Y, en un plazo largo pero no tan largo: el peronismo una y mil veces, sus setenta años y ese lugar común que dice que no hay otro que pueda gobernar. Un caso clásico de profecía autocumplida: como todos creen que el único que puede gobernar es el peronismo, los que quieren gobernar se acercan al peronismo, entonces nadie gobierna si no se acerca al peronismo. Otro círculo vicioso, muy vicioso: otra forma de volver siempre adonde estábamos.
Pero la sensación se hace más fuerte, más presente, cuando pensamos en los años de nuestras vidas: siempre chocando con lo mismo. Que vuelve la inflación, que vuelven las curritos con el dólar, que la luz se corta cada vez que hace calor, que el agua falta cada vez que hace falta, que el agua sobra porque faltan las obras, que los trenes no andan porque son para pobres, que los sindicalistas se pelean por la guita, que los empresarios se pelean por la guita, que los gobernantes la levantan con pala, que los niveles de distribución de la riqueza son, tras diez años prósperos y llenos de discursos, los mismos que hace quince años, que las escuelas y los hospitales públicos son, tras diez años de supuesto estatismo progre, tan desdeñados como siempre, que los pobres siguen jodidos, que la vida cotidiana sigue igual de dura, que el malhumor sigue igual de malo, que la mugre sigue igual de sucia, que la inepsia de los gobernantes sigue progresando, que seguimos sin creerles y sin saber qué hacer en cambio: que pasa el tiempo y no produce nada.
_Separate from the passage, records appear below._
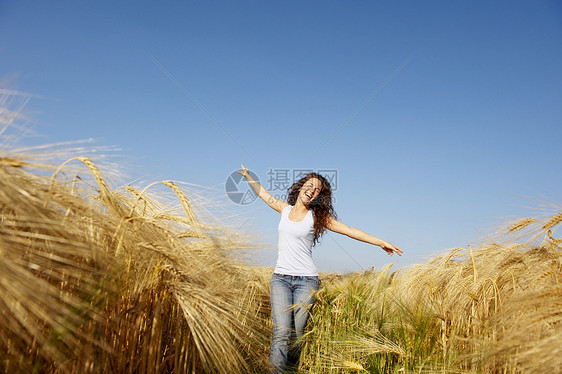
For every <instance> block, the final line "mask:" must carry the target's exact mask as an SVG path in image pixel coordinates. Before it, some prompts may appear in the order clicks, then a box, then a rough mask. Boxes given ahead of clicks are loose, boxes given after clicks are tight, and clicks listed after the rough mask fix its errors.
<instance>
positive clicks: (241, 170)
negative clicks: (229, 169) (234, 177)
mask: <svg viewBox="0 0 562 374" xmlns="http://www.w3.org/2000/svg"><path fill="white" fill-rule="evenodd" d="M240 165H242V170H237V172H238V174H241V175H242V176H243V177H244V178H246V179H248V177H249V176H250V172H249V171H248V168H247V167H245V166H244V164H240Z"/></svg>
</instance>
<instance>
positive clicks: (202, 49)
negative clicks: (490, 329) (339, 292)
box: [0, 0, 562, 272]
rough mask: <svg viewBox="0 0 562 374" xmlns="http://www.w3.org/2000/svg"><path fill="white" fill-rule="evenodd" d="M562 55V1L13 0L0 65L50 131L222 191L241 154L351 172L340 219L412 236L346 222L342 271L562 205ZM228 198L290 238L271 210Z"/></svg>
mask: <svg viewBox="0 0 562 374" xmlns="http://www.w3.org/2000/svg"><path fill="white" fill-rule="evenodd" d="M561 67H562V2H560V1H532V2H531V1H497V2H496V1H494V2H490V1H466V2H456V1H402V2H390V1H384V2H382V1H380V2H367V1H353V2H351V1H282V2H281V1H276V2H274V1H236V2H233V1H208V2H206V1H157V2H156V1H150V2H149V1H25V0H24V1H15V0H13V1H7V0H3V1H0V79H11V84H10V87H11V88H16V89H18V90H21V91H26V92H30V93H33V94H36V95H41V96H44V97H45V98H36V99H32V100H31V102H30V103H29V104H28V106H27V111H28V112H29V114H31V115H32V116H33V118H34V120H35V123H36V127H35V130H36V131H37V132H38V133H40V134H43V135H45V136H46V137H47V138H46V139H45V141H46V142H55V141H66V140H80V139H86V138H96V139H99V141H98V144H102V145H115V146H118V147H120V148H121V149H122V154H124V155H126V156H128V157H130V158H131V159H133V160H134V162H133V166H132V167H131V166H129V167H128V170H132V171H130V179H131V180H132V179H134V178H139V177H141V178H142V179H143V180H144V181H147V182H151V181H156V180H164V179H172V180H177V181H186V182H191V183H195V184H199V185H204V186H211V187H215V188H218V189H219V191H222V190H223V188H224V187H223V186H224V183H225V180H226V178H227V177H228V175H229V174H230V173H231V172H232V171H233V170H235V169H237V168H238V167H239V165H240V163H241V162H242V163H244V164H245V165H246V166H247V167H249V168H250V169H251V170H253V171H254V172H255V173H257V174H258V175H259V176H260V178H261V179H262V182H264V183H265V182H266V181H267V172H268V170H269V169H270V168H277V169H283V168H284V169H298V168H310V169H322V168H325V169H336V170H338V188H337V191H336V192H335V196H336V210H337V212H338V214H339V217H340V219H341V220H342V221H343V222H345V223H347V224H349V225H352V226H355V227H358V228H361V229H363V230H365V231H367V232H369V233H372V234H374V235H376V236H380V237H381V238H384V239H386V240H388V241H390V242H392V243H394V244H396V245H398V246H399V247H401V248H402V249H403V250H404V251H405V254H404V256H403V257H402V258H400V259H397V258H390V257H388V256H386V255H385V254H384V253H383V251H381V250H380V249H378V247H372V246H369V245H367V244H364V243H358V242H354V241H353V240H351V239H349V238H346V237H343V236H340V235H338V234H331V235H327V236H325V238H324V240H323V244H322V245H320V246H319V247H317V248H316V249H315V251H314V252H315V261H316V264H317V265H318V267H319V269H320V270H325V271H342V272H343V271H351V270H360V269H362V268H365V269H367V268H370V267H371V266H375V267H376V268H380V267H383V266H384V265H385V264H387V263H389V262H391V261H393V262H395V263H396V264H397V265H399V266H407V265H409V264H412V263H416V262H420V261H422V260H423V259H425V258H427V257H429V256H431V255H432V254H435V253H438V252H442V251H444V250H446V249H448V248H453V247H466V246H467V245H468V244H476V243H478V241H479V238H480V233H481V232H484V231H485V230H487V229H489V228H491V227H493V226H495V225H497V224H498V223H499V222H500V221H501V220H502V219H505V218H509V217H519V216H525V215H529V214H534V212H530V211H526V210H525V209H523V208H522V207H524V206H533V205H535V203H534V202H533V198H542V197H543V196H546V198H547V199H549V200H550V201H551V202H554V203H558V204H560V194H559V191H560V187H561V186H562V173H560V160H561V159H562V157H561V156H562V150H561V149H562V147H561V140H562V126H561V125H562V123H561V122H562V100H561V99H562V79H561V78H562V71H561ZM221 197H222V198H223V200H224V202H225V204H226V205H227V207H226V208H228V210H229V211H230V212H232V213H233V214H236V215H239V216H241V217H243V218H242V219H243V222H245V223H244V225H243V227H242V230H248V231H250V232H252V233H254V234H256V235H262V236H263V237H264V238H263V239H262V242H263V243H264V247H270V248H272V247H274V246H275V243H276V235H277V233H276V227H277V222H278V216H277V214H276V213H275V212H274V211H273V210H271V209H270V208H268V207H267V206H266V205H265V204H263V203H261V202H254V203H252V204H249V205H243V206H238V205H235V204H233V203H230V202H229V200H228V199H226V198H225V194H224V193H219V194H217V198H218V199H220V198H221ZM246 218H250V220H249V221H246ZM263 253H264V254H263V255H262V256H261V257H259V259H258V262H259V263H261V264H265V265H271V264H273V262H274V259H275V257H276V255H275V252H274V250H269V251H264V252H263Z"/></svg>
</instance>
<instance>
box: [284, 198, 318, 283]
mask: <svg viewBox="0 0 562 374" xmlns="http://www.w3.org/2000/svg"><path fill="white" fill-rule="evenodd" d="M292 208H293V206H292V205H289V206H288V207H286V208H285V209H283V211H282V212H281V220H280V221H279V242H278V245H277V246H278V249H279V256H278V257H277V265H276V266H275V270H274V272H275V273H278V274H286V275H298V276H308V277H310V276H318V270H317V269H316V266H314V262H313V261H312V242H313V240H314V217H313V216H312V210H309V211H308V212H307V213H306V216H305V217H304V219H303V220H302V221H300V222H294V221H291V220H290V219H289V212H290V211H291V209H292Z"/></svg>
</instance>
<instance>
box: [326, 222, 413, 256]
mask: <svg viewBox="0 0 562 374" xmlns="http://www.w3.org/2000/svg"><path fill="white" fill-rule="evenodd" d="M327 228H328V229H329V230H331V231H333V232H337V233H338V234H342V235H347V236H349V237H350V238H353V239H355V240H359V241H362V242H365V243H369V244H373V245H378V246H379V247H381V248H382V249H383V250H384V251H386V253H388V254H389V255H391V256H392V255H393V254H395V253H397V254H398V256H402V250H401V249H400V248H398V247H396V246H394V245H392V244H390V243H389V242H387V241H384V240H382V239H379V238H377V237H374V236H373V235H369V234H367V233H366V232H365V231H361V230H359V229H356V228H355V227H350V226H348V225H346V224H344V223H341V222H339V221H337V220H335V219H333V218H331V219H330V222H329V223H328V226H327Z"/></svg>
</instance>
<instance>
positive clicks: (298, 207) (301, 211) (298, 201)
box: [293, 200, 310, 213]
mask: <svg viewBox="0 0 562 374" xmlns="http://www.w3.org/2000/svg"><path fill="white" fill-rule="evenodd" d="M293 209H294V210H295V211H296V212H302V213H304V212H308V210H309V209H310V207H308V206H306V205H304V204H303V203H302V202H301V201H300V200H297V202H296V203H295V206H294V208H293Z"/></svg>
Que no somos siquiera el País Jardín de Infantes; que conseguimos inventar –sin demasiado esfuerzo, puro talento natural– el País Calesita. Y que nos subimos de vez en cuando al caballito y nos parece que galopáramos y que para tenernos contentos a veces nos prestan la sortija, y que seguimos dando vueltas y más vueltas.
Y, a veces, hasta decimos que nos gusta.

(Nota para hispanoparlantes inargentinos: la calesita es, en el habla rioplatense, lo que otros dialectos llaman tiovivo o carrousel).